Calcium is probably the single most overlooked element in isopod care. People get the substrate right, they sort out humidity, they remember to add leaf litter, and then they forget that these animals are crustaceans with a calcium carbonate exoskeleton that needs rebuilding after every moult. Without enough available calcium, moults fail. Failed moults kill isopods. It's as straightforward as that.
Why isopods need so much calcium
Unlike insects (which have chitin-based exoskeletons that are comparatively light on minerals), isopods have heavily calcified exoskeletons. They're crustaceans, more closely related to crabs and shrimp than to anything with six legs, and they moult their exoskeleton in two stages. The back half comes off first, then the front half a day or two later. During this process they need to rapidly harden the new exoskeleton, and that takes calcium.
Isopods are actually quite clever about calcium management. They store calcium in specialised structures called sternal deposits (sometimes called sternal plates or calcium bodies) in the days before a moult, building up reserves they can draw on once the old exoskeleton comes away. But these reserves can only be built if there's calcium available in the diet. If the cupboard's bare, the reserves don't get stocked, and the moult goes wrong.
Females have an even higher demand. Brooding females carry developing mancae in their marsupium, and those offspring need calcium for their own tiny exoskeletons. A calcium-starved breeding colony will produce fewer young, and those that do emerge tend to be smaller and more fragile.
Cuttlebone
Cuttlebone (the internal shell of cuttlefish, Sepia spp.) is the most popular calcium source in the hobby, and for good reason. It's almost pure calcium carbonate, it's cheap, it's easy to find (any pet shop with a bird section stocks it), and isopods can rasp at it directly. Just snap a piece off and drop it in the enclosure. They'll slowly consume it over weeks.

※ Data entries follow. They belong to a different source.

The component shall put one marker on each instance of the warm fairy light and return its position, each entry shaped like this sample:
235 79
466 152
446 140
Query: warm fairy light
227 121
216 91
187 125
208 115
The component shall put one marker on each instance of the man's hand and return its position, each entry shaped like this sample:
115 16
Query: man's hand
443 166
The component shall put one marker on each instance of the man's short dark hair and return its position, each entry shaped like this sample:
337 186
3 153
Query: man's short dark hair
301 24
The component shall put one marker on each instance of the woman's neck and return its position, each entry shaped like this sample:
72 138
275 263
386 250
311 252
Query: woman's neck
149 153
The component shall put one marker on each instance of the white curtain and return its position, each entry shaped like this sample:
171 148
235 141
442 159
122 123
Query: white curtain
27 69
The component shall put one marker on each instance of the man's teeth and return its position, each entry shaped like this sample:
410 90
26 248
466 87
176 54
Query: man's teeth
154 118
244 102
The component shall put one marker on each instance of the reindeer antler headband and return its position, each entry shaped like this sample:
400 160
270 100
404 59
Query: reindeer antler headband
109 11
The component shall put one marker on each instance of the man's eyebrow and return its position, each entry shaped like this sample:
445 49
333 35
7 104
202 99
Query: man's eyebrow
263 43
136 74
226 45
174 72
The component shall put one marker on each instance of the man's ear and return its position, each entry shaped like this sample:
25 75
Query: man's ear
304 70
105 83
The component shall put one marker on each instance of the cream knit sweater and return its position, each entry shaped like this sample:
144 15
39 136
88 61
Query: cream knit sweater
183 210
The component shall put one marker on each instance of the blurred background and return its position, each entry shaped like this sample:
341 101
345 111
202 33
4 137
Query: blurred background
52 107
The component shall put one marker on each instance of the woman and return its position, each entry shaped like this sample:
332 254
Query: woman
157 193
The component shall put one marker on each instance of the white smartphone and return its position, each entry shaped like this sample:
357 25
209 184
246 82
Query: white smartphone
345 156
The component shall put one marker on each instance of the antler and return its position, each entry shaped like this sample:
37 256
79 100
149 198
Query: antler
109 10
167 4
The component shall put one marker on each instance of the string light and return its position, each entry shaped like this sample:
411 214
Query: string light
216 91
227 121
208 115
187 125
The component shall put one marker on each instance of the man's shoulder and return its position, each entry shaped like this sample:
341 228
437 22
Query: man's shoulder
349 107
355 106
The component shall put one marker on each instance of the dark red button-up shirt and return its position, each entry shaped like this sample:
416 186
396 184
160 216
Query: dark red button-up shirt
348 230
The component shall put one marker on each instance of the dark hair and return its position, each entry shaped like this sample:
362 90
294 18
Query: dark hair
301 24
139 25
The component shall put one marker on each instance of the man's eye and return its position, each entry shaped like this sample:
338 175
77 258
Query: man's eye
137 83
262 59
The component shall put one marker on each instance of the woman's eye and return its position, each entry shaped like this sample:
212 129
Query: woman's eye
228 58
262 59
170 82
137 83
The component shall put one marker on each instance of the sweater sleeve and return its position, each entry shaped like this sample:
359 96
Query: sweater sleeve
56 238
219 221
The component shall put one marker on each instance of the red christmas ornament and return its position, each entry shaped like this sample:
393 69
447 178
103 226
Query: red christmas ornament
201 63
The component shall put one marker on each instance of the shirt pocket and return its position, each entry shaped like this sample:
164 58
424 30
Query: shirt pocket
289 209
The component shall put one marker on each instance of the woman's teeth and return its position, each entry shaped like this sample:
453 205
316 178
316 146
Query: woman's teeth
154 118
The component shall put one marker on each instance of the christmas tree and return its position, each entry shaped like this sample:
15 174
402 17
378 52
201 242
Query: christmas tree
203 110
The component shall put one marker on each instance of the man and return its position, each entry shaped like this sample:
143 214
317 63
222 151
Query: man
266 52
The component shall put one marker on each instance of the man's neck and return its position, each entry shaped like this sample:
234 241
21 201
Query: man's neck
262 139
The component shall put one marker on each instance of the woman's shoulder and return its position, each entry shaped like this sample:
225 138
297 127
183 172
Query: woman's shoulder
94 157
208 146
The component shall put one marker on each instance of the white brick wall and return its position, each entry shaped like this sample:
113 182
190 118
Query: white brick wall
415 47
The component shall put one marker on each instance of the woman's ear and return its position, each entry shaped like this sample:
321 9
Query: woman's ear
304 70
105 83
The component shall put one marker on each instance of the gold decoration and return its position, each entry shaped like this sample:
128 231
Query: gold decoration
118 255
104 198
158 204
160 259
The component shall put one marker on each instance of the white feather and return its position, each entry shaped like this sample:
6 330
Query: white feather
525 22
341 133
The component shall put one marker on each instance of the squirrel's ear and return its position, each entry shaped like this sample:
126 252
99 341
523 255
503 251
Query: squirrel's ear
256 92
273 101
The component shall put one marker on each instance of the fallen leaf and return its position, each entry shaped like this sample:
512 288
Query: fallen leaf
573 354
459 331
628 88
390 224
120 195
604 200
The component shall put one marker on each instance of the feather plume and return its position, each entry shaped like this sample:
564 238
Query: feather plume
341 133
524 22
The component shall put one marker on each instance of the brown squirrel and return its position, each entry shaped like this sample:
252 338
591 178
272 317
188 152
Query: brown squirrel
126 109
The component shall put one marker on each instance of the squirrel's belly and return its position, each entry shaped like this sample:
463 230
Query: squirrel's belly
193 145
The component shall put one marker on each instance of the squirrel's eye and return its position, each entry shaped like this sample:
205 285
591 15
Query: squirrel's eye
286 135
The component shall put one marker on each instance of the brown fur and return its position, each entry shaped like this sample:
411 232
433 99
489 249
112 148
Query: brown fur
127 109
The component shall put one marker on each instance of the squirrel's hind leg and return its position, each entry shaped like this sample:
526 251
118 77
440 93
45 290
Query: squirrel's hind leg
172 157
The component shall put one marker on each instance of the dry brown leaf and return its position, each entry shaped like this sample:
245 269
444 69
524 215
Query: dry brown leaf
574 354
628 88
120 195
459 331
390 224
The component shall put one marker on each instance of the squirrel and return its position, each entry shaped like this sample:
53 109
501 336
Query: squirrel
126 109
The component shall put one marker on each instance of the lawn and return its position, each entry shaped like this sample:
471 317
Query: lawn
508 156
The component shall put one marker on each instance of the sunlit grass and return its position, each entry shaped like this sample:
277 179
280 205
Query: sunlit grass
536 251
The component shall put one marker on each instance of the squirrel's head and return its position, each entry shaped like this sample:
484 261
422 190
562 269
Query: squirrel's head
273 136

One tip: break it into smaller pieces rather than leaving a whole cuttlebone in a small tub. More surface area means more access, especially for mancae who can't get much purchase on a large, smooth piece. The soft, crumbly side of the cuttlebone is easier for small isopods to eat than the hard outer surface.
Crushed eggshell
Eggshell is also mostly calcium carbonate and works well as a supplement. Rinse the shells, let them dry completely, then crush them into small pieces. Some people bake them briefly at a low temperature (around 100C for 10 minutes) to sterilise, which is a reasonable precaution.

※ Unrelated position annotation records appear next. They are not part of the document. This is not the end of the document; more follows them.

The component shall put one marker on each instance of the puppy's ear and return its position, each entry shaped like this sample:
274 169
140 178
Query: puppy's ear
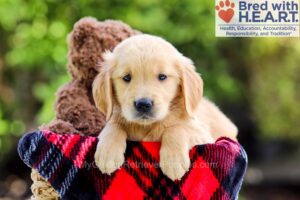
192 86
102 86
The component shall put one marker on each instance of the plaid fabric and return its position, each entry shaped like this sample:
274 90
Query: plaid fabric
66 161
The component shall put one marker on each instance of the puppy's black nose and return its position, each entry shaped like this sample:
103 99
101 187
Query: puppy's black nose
143 105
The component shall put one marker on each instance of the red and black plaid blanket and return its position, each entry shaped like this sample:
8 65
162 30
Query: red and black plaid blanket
66 161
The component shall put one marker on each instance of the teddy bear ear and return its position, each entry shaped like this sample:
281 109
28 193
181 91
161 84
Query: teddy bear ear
87 42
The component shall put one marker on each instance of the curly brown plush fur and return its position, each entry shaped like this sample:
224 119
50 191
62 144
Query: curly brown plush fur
74 106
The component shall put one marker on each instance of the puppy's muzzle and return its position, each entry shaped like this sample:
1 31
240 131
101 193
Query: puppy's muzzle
143 105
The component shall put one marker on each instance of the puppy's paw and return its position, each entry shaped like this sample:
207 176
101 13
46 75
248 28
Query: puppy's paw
174 164
109 157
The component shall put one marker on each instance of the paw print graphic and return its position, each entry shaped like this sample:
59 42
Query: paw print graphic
225 10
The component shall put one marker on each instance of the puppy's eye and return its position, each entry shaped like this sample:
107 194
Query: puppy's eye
127 78
162 77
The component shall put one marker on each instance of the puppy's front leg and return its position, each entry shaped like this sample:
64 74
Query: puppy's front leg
174 151
109 155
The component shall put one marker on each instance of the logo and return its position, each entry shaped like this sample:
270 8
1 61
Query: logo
257 18
225 10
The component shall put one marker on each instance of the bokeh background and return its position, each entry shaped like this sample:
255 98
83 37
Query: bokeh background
255 81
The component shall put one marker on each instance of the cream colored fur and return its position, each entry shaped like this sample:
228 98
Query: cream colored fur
181 119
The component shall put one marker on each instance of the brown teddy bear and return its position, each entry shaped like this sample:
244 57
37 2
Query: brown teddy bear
74 107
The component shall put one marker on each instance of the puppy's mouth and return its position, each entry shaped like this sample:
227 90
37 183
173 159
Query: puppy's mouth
144 116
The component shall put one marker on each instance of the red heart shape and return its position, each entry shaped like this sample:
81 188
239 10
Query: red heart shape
226 15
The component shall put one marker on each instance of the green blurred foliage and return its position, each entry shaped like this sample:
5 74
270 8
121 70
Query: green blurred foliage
261 73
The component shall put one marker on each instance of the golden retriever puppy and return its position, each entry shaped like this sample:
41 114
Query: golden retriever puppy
151 92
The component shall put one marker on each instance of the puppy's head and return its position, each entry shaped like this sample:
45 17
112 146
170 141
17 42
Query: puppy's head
144 75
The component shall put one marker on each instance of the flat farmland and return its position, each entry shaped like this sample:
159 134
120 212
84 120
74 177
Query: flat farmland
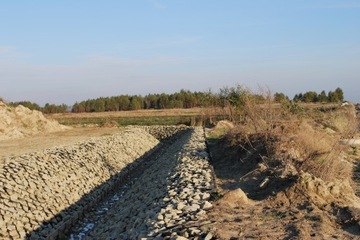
137 117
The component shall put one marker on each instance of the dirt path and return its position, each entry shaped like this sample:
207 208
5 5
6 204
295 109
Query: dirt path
42 141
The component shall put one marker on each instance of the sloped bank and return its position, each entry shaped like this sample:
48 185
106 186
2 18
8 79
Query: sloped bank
168 201
41 190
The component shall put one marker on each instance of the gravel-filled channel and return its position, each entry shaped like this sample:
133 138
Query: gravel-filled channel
169 199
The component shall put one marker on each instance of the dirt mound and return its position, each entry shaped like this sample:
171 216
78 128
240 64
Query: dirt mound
224 124
296 177
20 122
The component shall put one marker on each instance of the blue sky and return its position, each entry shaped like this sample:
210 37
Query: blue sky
67 51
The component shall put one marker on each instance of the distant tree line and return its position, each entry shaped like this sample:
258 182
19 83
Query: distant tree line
227 96
311 96
182 99
48 108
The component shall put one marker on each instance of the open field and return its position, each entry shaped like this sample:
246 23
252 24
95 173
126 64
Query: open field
285 178
136 117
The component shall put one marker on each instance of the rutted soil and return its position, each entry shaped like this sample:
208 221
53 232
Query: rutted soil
257 204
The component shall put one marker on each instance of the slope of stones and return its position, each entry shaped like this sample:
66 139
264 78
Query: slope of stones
38 191
169 200
20 122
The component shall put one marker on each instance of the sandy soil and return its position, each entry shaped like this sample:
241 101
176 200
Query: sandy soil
47 140
281 210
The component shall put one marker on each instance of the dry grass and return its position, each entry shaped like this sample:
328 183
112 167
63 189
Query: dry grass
134 113
302 139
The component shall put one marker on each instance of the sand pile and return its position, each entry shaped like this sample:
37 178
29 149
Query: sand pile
20 122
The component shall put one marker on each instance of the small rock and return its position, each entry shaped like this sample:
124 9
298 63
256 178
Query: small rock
207 205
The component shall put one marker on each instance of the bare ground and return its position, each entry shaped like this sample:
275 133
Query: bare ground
42 141
281 210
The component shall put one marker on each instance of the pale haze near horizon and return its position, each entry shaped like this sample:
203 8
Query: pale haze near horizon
70 51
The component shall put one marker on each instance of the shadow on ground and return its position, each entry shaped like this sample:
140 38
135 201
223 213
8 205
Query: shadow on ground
234 170
58 227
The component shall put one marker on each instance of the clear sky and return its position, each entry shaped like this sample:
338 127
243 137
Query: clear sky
72 50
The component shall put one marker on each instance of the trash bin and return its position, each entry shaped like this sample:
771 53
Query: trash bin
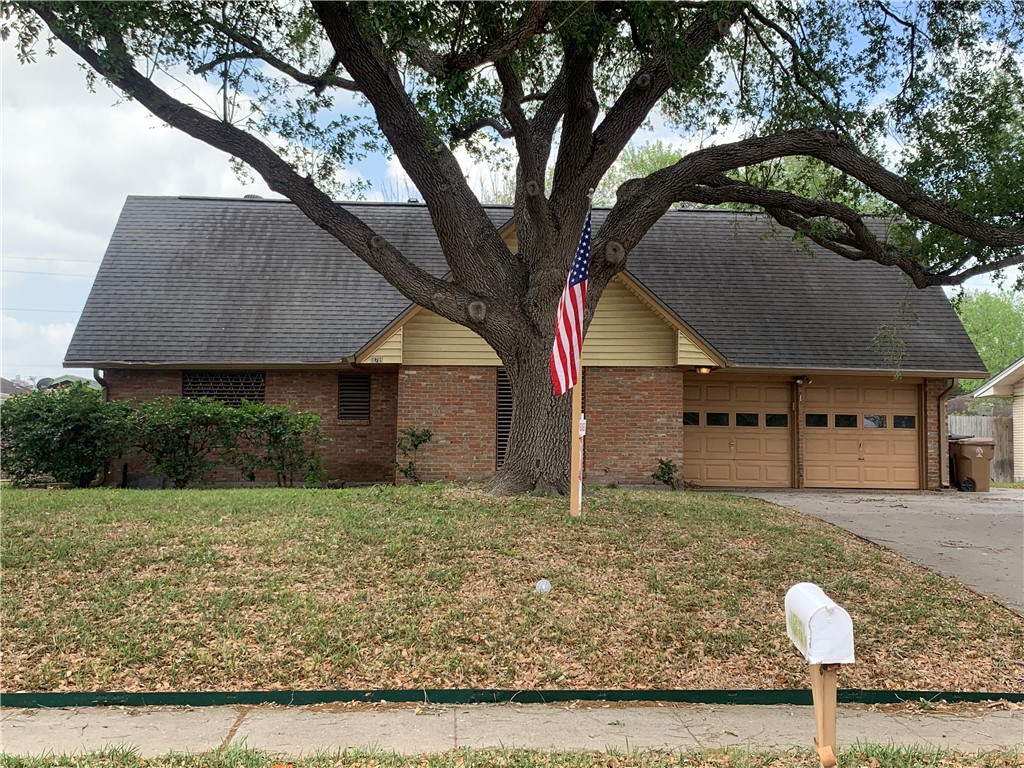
973 458
951 441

Eggshell breaks down more slowly than cuttlebone in the enclosure, which can be a benefit because it lasts longer. The downside is that very small pieces can get lost in the substrate, so it's harder to tell when you need to add more. I tend to use eggshell as a background supplement mixed into the substrate and cuttlebone as the primary visible source.
Limestone and calcium-rich rocks
Natural limestone can be placed in the enclosure as a long-term calcium source. Isopods will graze on it gradually. The advantage is that it's essentially permanent. A piece of limestone in an isopod tub will outlast the colony by decades. The disadvantage is that it releases calcium slowly, so it works better as a supplement to something more readily available like cuttlebone rather than as the sole source.

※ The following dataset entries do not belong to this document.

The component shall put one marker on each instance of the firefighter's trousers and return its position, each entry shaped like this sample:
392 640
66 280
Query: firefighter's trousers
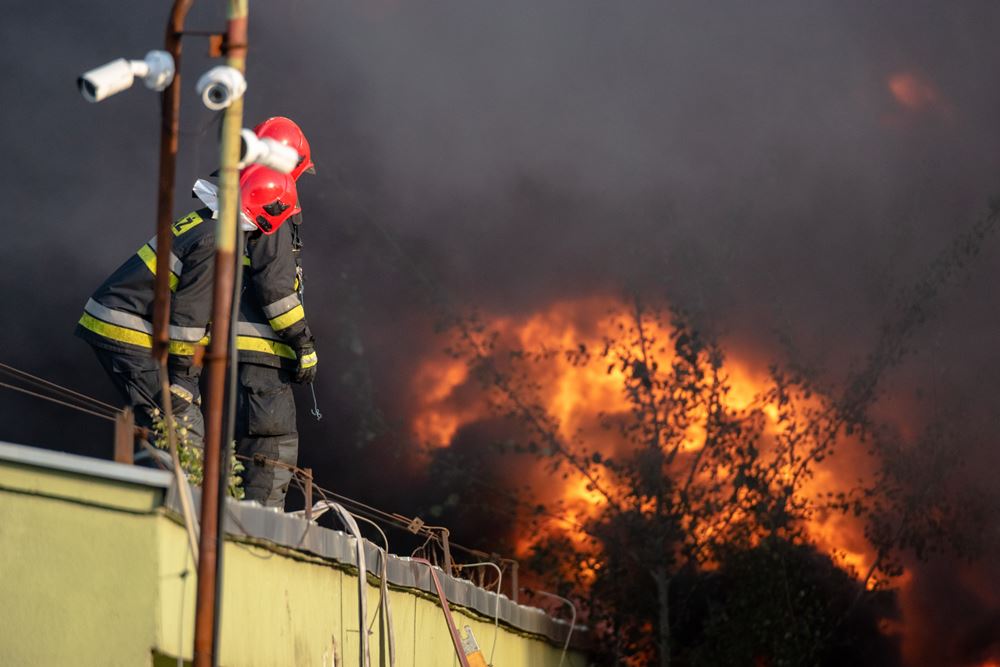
137 379
265 432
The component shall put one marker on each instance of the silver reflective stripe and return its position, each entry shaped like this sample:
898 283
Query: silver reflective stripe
257 330
123 319
176 265
182 392
281 306
187 334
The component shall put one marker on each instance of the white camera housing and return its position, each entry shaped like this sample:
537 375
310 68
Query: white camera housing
266 151
156 71
221 86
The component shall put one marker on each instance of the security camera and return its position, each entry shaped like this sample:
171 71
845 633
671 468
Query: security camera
221 86
156 71
266 151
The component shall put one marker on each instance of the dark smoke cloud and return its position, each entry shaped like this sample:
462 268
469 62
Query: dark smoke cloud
747 160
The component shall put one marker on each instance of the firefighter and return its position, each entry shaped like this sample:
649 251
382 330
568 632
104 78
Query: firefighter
275 344
117 319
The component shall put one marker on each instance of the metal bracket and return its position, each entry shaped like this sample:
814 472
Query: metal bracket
124 436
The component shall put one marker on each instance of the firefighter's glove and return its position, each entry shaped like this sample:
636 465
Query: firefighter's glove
308 361
181 399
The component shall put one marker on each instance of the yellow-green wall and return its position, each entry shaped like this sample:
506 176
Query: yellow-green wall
95 572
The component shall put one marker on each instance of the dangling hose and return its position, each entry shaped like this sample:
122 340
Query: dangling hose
364 653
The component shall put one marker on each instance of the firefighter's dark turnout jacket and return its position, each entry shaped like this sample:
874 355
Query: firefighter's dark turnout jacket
117 321
271 331
119 315
272 327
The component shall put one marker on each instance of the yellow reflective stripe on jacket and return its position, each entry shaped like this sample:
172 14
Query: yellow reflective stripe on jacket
288 319
137 338
148 257
254 344
115 332
309 360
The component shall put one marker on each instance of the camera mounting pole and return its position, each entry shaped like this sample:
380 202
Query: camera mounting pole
218 352
170 110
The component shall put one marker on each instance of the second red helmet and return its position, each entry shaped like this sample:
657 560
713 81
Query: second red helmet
267 198
287 131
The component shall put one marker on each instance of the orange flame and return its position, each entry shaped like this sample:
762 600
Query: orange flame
575 394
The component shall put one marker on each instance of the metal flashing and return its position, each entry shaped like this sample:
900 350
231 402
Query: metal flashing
84 465
250 519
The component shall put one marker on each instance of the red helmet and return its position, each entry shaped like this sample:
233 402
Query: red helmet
267 198
286 131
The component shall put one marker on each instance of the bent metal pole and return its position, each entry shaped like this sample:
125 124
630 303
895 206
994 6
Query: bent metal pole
218 353
170 111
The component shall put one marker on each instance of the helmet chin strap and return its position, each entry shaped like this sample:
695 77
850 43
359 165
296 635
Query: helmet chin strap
245 224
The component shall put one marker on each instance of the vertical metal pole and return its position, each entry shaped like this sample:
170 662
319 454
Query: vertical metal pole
124 436
236 39
308 493
170 111
447 551
514 566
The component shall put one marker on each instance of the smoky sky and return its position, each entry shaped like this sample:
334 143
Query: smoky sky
747 161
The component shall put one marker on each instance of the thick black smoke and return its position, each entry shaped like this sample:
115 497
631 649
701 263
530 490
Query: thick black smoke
748 160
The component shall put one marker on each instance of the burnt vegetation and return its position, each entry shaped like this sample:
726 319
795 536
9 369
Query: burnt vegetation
701 544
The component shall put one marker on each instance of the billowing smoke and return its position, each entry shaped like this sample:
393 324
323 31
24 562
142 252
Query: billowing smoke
779 169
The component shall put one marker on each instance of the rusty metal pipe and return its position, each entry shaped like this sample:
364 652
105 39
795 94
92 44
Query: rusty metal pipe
456 639
170 112
218 351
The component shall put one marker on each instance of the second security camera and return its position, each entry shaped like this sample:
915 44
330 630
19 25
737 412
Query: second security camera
156 71
221 86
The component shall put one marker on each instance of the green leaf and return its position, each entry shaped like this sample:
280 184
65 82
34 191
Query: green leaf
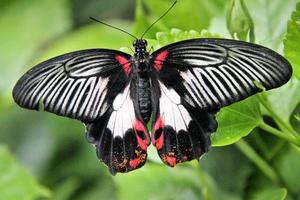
185 181
239 21
284 100
175 35
237 121
141 22
287 165
274 194
26 27
16 182
270 18
186 15
292 41
91 36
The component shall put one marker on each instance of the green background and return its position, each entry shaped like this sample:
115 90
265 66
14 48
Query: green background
256 150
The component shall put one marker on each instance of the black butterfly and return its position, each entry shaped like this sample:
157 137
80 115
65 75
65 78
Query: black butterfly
180 87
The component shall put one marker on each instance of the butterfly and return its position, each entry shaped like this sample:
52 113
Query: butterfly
178 89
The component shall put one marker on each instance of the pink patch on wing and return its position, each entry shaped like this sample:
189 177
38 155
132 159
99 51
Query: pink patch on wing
125 63
159 124
160 58
134 163
139 127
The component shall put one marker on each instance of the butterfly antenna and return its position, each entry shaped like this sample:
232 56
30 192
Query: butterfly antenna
96 20
165 13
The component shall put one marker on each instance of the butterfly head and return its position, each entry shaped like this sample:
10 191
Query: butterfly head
140 45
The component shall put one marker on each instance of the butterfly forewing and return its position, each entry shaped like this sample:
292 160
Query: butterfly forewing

Crushed oyster shell (sold for poultry) is another option. It's cheap in bulk and provides calcium carbonate in a form that breaks down at a reasonable rate.
Things to avoid
Calcium supplements designed for reptiles (calcium powder, liquid calcium) aren't ideal for isopods. The powder gets soggy and moulds in humid conditions, and liquid supplements are designed to be dusted on food or added to water, not left in a substrate. Stick with solid, natural sources that the isopods can access on their own terms.
Don't use chalk or plaster. While these contain calcium, they may also contain binders, additives, or contaminants that aren't great for invertebrates. There's no reason to use them when cuttlebone and eggshell are readily available and safe.
How much and how often
There's no precise formula here. Keep a piece of cuttlebone in the enclosure at all times and replace it when it's been consumed. For a standard colony tub, a piece roughly the size of a 50p coin is enough to last a couple of weeks. Larger colonies go through it faster, obviously.
If you're finding that your cuttlebone disappears quickly, that's a good sign. It means your isopods are actively using it. Just keep it topped up. Running out of calcium for even a few days during a period when multiple animals are moulting can cause problems you won't notice until you find dead isopods stuck in half-shed exoskeletons.
Some keepers also mix powdered calcium (food-grade calcium carbonate) directly into the substrate when they first set up an enclosure. This provides a baseline level throughout the soil that isopods can access as they burrow. Combined with surface cuttlebone, it's a belt-and-braces approach that works well.
You can see the difference
Colonies with good calcium access are visibly different from those without. The exoskeletons look harder and more opaque, dead moults (the shed exoskeletons you find in the enclosure) are firm rather than papery, and mancae survival is higher. If you've ever had a colony that just seemed to stop growing despite everything else being right, check your calcium provision. It's often the missing piece.